Тут же все иное, начиная с самой крови, точнее ее запекшихся то тут, то там застарелых, гнилых ошметок. А если добавить, что вся она замешена на страданиях, на адской боли, щедро приправлена дикими криками, то
дальше можно и не продолжать.
Человека, подвешенного на огромной дубовой перекладине за руки, связанные сзади, я поначалу не признал. А как тут опознаешь, когда волосы спутались от пота и висят осклизлыми лохмотьями, закрывая лицо аж до самого носа. Борода, правда, показалась знакомой сразу. По ней я и припомнил Посвиста. Сволочь он, конечно, пакостная, но такого я и ему не пожелал бы.

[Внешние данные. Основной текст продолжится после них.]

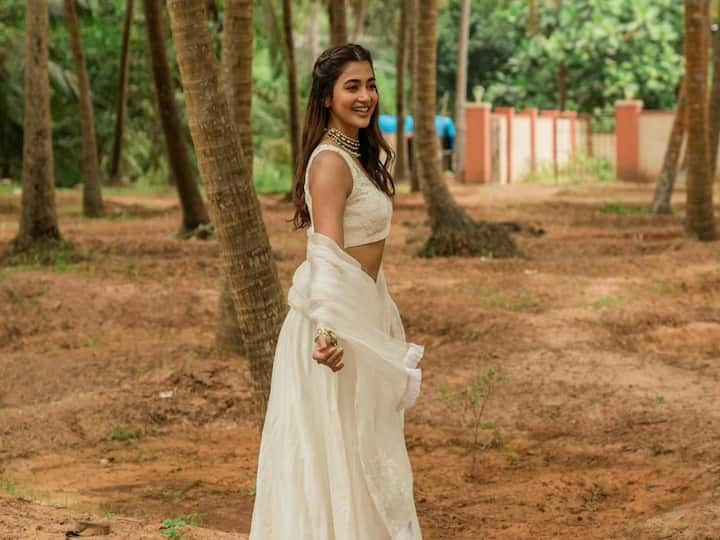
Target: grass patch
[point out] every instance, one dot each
(120, 434)
(624, 209)
(172, 527)
(515, 301)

Подьячий повелительно ткнул пальцем в бывшего главаря, и дюжий помощник тут же метнулся к деревянной бадейке, черпанул из нее кожаным ведерком и сноровисто окатил Посвиста. Бандюга очнулся и уставился на меня мутными, мало что понимающими глазами.
Признаешь купчишку заморского, кой золотыми яблочками пред твоей шатией-братией похвалялся, ай как? ласково осведомился Митрофан Евсеич.
Некоторое время Посвист тупо вглядывался в меня и наконец вяло кивнул головой, после чего снова закрыл глаза.
Нешто это ответ? разочарованно вздохнул подьячий, выставил перед палачом два пальца и сделал ими несколько выразительных движений, будто резал что-то невидимыми ножницами.
Палач кивнул и двинулся в сторону ниши, напоминающей камин. Вытащив из самой середины весело рдеющих углей малиновый прут, он легонько провел им по оголенному боку бандита. Послышался треск, заглушаемый истошными воплями Посвиста, и до меня вскоре донесся удушливо-тошнотворный запах паленого человеческого мяса.
Так ты признал али как? равнодушно спросил подьячий.
Признал, признал! истошно заорал бывший бармалей.
То-то, довольно кивнул Митрофан Евсеич и, повернувшись ко мне, развел руками: Признали, выходит, тебя, мил-человек. Ай-ай-ай, сокрушенно вздохнул он.